As for the grammatical forms of the bundles, it is clear that these forms vary considerably, with clausal patterns occurring in greater numbers than phrasal patterns, an outcome that goes against findings reported in some previous studies (e.g. Chen & Baker, 2010; Cortes, 2004; Pan et al., 2016). Previous research seems to suggest that mature academic writing is characteristically phrasal, whereas writing produced by less mature, less experienced writers is clausal in nature. The widespread use of clausal patterns may be interpreted from a register perspective as textbook writers appear to prefer more clause-based constructions, given that they are not under space or time constraints which compel them to adhere to a reductionist form of language (Biber et al., 2004). A second important grammatical feature of the bundles making up the list is the dominant presence of copular-be structures. Structural types as such are key for making attributive and identifying clauses (Veel, 1999). Attributive clauses are used to ‘make explicit to the students the organization of uncommonsense knowledge in mathematics and play an important role in apprenticing students into mathematical knowledge’, while identifying clauses are exploited to ‘introduce a technical term and to negotiate between technical and less-technical construals of knowledge’ (Veel, 1999, p. 195). Yet the third structural pattern emerging from the analysis is the passive-based construction. The ubiquitous presence of passive forms seems to contradict the conclusion reached by Cunningham (2017), who reported no passive verbs in her study of recurrent frames in a corpus of mathematical journal articles. This discrepancy may be explained from a genre perspective, as journal article authors are aware of ‘the weakening effect of the passive voice’ (Master, 1991, p. 16) as they present their own work to readers. Perhaps the impetus for obscuring agency in mathematics lies in the ever-increasing tendency among writers of this genre to value abstraction, given the inferencing nature of mathematical thinking and practice (Saitta & Zucker, 2013).
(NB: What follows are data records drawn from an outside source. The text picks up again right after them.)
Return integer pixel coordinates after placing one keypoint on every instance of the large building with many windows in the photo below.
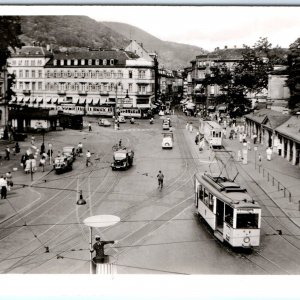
(82, 81)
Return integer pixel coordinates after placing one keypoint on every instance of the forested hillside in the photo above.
(81, 31)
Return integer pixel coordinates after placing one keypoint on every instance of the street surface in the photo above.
(42, 228)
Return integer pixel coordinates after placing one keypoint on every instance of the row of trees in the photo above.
(250, 74)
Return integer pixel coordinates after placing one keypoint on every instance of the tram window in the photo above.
(229, 215)
(247, 220)
(211, 202)
(205, 197)
(200, 192)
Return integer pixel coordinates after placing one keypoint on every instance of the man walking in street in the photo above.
(88, 158)
(7, 153)
(160, 177)
(99, 248)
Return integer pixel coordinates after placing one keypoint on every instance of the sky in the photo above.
(204, 26)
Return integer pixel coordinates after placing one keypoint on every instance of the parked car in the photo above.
(167, 142)
(69, 151)
(122, 159)
(121, 119)
(104, 122)
(166, 124)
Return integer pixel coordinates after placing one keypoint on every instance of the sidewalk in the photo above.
(278, 178)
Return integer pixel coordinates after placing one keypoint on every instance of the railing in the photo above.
(280, 186)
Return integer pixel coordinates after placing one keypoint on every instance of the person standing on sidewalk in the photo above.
(3, 187)
(160, 177)
(7, 153)
(88, 158)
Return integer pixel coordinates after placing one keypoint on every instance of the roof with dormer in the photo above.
(119, 56)
(31, 51)
(290, 128)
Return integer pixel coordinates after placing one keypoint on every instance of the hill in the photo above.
(171, 55)
(81, 31)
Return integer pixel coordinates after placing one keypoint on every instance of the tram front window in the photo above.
(247, 221)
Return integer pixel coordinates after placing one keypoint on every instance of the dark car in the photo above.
(123, 159)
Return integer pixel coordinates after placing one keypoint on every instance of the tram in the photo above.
(228, 210)
(212, 133)
(131, 112)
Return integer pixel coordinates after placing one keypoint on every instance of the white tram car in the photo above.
(228, 209)
(212, 133)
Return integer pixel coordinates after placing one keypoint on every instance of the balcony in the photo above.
(26, 92)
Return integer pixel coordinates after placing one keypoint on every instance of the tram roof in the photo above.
(227, 191)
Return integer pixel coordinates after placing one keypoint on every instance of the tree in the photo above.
(293, 80)
(10, 29)
(248, 75)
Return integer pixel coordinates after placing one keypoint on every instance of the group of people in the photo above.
(5, 184)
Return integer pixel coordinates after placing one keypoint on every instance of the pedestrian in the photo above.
(224, 133)
(239, 158)
(88, 158)
(27, 166)
(42, 162)
(269, 153)
(3, 186)
(160, 178)
(17, 148)
(9, 179)
(254, 138)
(7, 153)
(98, 247)
(249, 145)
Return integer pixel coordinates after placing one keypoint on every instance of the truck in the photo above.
(122, 159)
(63, 163)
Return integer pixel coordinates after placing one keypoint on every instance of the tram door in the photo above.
(220, 214)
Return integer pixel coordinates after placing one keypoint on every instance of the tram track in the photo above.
(273, 223)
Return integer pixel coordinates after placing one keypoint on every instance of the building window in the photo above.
(141, 74)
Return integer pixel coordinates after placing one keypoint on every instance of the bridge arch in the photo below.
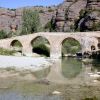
(16, 45)
(70, 45)
(40, 45)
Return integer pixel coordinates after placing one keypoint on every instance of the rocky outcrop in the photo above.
(71, 15)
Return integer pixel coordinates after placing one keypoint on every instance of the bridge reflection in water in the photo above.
(72, 71)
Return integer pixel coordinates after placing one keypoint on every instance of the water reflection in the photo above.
(72, 70)
(71, 67)
(66, 70)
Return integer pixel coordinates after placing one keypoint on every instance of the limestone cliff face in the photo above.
(71, 15)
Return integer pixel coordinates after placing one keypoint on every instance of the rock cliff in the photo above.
(71, 15)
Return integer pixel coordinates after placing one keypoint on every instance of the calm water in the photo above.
(66, 70)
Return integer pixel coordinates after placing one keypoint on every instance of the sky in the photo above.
(23, 3)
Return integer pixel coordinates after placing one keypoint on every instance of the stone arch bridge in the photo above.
(86, 40)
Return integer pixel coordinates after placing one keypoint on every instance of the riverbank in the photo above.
(35, 88)
(22, 63)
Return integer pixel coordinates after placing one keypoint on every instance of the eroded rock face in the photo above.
(70, 15)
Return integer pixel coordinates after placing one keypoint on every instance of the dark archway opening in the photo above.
(16, 45)
(70, 46)
(98, 45)
(93, 47)
(41, 46)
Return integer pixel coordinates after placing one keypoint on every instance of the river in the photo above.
(72, 78)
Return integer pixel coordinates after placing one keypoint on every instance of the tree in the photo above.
(3, 34)
(30, 21)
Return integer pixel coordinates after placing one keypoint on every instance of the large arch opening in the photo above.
(41, 46)
(16, 45)
(93, 47)
(70, 46)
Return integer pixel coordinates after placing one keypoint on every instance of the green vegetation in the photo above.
(6, 52)
(31, 22)
(70, 46)
(3, 34)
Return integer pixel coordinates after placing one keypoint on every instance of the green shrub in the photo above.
(3, 34)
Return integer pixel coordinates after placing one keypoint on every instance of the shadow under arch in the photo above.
(16, 45)
(41, 45)
(98, 45)
(70, 45)
(93, 47)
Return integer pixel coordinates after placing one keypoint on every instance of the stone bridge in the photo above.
(87, 40)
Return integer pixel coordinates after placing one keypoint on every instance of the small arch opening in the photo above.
(70, 46)
(40, 46)
(16, 45)
(93, 47)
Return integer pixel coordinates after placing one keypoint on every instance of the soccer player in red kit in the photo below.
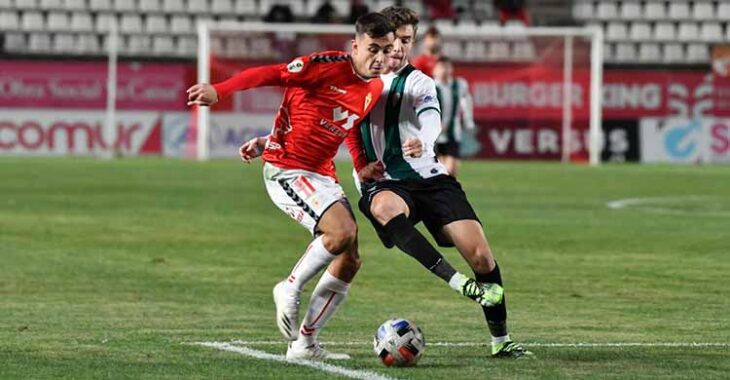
(327, 96)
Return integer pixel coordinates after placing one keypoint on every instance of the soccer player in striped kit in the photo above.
(417, 187)
(326, 98)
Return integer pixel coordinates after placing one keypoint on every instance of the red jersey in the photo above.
(324, 103)
(425, 63)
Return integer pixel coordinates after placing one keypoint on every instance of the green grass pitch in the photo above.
(108, 269)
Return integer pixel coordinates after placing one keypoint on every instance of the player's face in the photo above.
(404, 38)
(370, 55)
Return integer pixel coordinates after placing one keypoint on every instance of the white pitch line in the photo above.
(654, 204)
(325, 367)
(533, 344)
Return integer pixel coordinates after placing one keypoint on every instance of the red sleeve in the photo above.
(355, 146)
(299, 72)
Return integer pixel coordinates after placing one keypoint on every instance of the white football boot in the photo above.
(287, 310)
(312, 352)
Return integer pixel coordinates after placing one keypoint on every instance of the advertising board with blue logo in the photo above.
(685, 140)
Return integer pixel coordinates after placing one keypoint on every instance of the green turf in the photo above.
(107, 269)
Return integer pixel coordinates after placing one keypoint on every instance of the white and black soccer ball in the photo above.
(399, 343)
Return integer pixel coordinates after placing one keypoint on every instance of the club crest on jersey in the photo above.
(295, 66)
(368, 99)
(338, 114)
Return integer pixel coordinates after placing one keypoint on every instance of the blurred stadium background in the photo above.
(665, 88)
(108, 266)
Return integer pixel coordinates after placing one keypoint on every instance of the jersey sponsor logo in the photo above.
(337, 89)
(295, 66)
(338, 114)
(332, 128)
(368, 99)
(304, 186)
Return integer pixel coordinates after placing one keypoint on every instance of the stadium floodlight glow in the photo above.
(262, 42)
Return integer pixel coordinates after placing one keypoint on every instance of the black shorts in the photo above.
(435, 201)
(450, 148)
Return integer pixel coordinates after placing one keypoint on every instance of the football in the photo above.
(399, 343)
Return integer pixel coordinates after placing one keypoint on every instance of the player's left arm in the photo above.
(366, 171)
(300, 72)
(428, 111)
(252, 148)
(466, 103)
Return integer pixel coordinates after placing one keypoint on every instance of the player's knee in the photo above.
(354, 262)
(342, 238)
(383, 212)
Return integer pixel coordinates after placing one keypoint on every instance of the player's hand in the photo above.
(413, 147)
(374, 171)
(202, 94)
(252, 149)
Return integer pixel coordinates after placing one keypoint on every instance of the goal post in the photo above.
(569, 59)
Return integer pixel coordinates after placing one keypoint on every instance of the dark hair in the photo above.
(400, 16)
(374, 25)
(433, 32)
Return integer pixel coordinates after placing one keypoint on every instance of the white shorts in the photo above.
(301, 194)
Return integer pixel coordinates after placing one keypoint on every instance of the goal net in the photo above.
(536, 91)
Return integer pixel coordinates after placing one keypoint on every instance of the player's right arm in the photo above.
(299, 72)
(252, 148)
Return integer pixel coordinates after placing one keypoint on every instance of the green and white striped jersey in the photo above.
(456, 109)
(408, 96)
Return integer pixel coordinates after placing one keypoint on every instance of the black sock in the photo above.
(496, 315)
(412, 242)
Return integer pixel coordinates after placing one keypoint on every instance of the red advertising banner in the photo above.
(530, 140)
(533, 91)
(82, 85)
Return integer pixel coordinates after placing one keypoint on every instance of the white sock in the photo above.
(456, 280)
(326, 299)
(312, 262)
(500, 339)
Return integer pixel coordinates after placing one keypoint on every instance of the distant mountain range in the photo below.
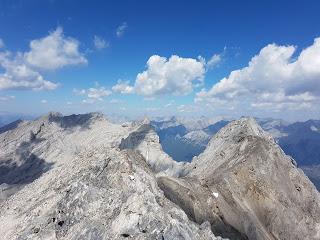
(84, 177)
(183, 140)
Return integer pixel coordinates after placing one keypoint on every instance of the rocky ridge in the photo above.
(82, 177)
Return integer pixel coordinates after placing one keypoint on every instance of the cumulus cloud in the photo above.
(100, 43)
(273, 79)
(214, 60)
(54, 51)
(1, 43)
(121, 29)
(123, 87)
(6, 98)
(19, 75)
(24, 70)
(93, 94)
(176, 75)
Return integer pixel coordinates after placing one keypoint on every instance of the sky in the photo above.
(161, 58)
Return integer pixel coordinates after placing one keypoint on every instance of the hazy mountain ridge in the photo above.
(301, 140)
(87, 178)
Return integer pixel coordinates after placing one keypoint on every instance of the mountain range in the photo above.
(301, 140)
(84, 177)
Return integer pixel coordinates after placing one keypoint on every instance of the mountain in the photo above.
(83, 177)
(6, 117)
(65, 177)
(301, 140)
(247, 188)
(183, 142)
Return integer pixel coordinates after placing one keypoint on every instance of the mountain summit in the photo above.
(83, 177)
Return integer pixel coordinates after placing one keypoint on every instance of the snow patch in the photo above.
(216, 195)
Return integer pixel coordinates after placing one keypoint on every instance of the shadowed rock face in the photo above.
(258, 190)
(92, 189)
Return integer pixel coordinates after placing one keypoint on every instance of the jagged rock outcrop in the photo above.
(145, 140)
(66, 178)
(247, 188)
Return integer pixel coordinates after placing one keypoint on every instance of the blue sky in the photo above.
(161, 58)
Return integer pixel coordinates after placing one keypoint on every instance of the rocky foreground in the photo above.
(82, 177)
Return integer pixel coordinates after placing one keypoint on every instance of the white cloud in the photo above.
(100, 43)
(54, 51)
(18, 75)
(273, 79)
(176, 75)
(214, 60)
(6, 98)
(121, 29)
(98, 93)
(123, 87)
(115, 101)
(1, 43)
(93, 94)
(23, 70)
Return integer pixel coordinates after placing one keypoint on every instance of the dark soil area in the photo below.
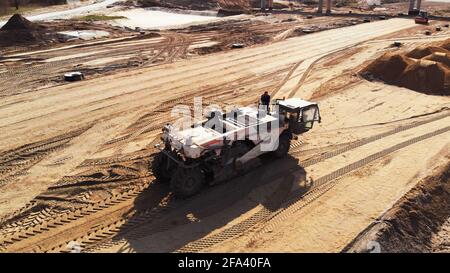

The third layer of analysis involves classifying bundles according to the discourse functions that they serve. Most bundles appear to fulfill a research-oriented function. The concentration of bundles in this group is anticipated, given that ‘mathematical language is technical and often involves complex taxonomies of terms’ (O’Halloran, 2005, p. 78). The analysis has uncovered some research-oriented sub-functions that have not been pinpointed in previous research. For example, some lexical patterns serve to mark the existence of a particular mathematical entity or property. Examples include bundles such as the existence of the/a and then there exists a. Other bundles marking uniqueness are also recognized, including there exists a unique or there is a unique. To account for these bundles, an existence/uniqueness sub-group is thus created. A third newly unveiled subgroup includes bundles that are used to mark conditionals. If and only if and if there is a serve to signal the implicational and causal relationships between two or more mathematical variables. Taken together, such register-specific bundles are reported in the literature under different terms, including topic-related (Hyland, 2008b), subject-specific (Jablonkai, 2010), and content-focused (Breeze, 2013). The second function served by the bundles is that of text-oriented. It seems clear that the large number of text-oriented bundles reported in this study stands in stark contrast with the number highlighted by Biber et al. (2004) whose total number of text-organizers in academic textbooks is the smallest compared with research- and participant-oriented ones. Two text-structuring sub-functions appear to have the greatest number of bundles, namely framing and structuring. Several framing and structuring sequences seem to transcend register boundaries, as they occur in other distinct disciplines (Hyland, 2008b). Examples include patterns such as with respect to the and in terms of the. There are, however, few bundles which show a strong tendency to be typical of the mathematical discourse. Mathematics-oriented bundles as such include patterns like it follows from the and it follows that the, which are used to call the reader’s attention to a logical sequence of steps needed for proving, or rather disproving, a theorem.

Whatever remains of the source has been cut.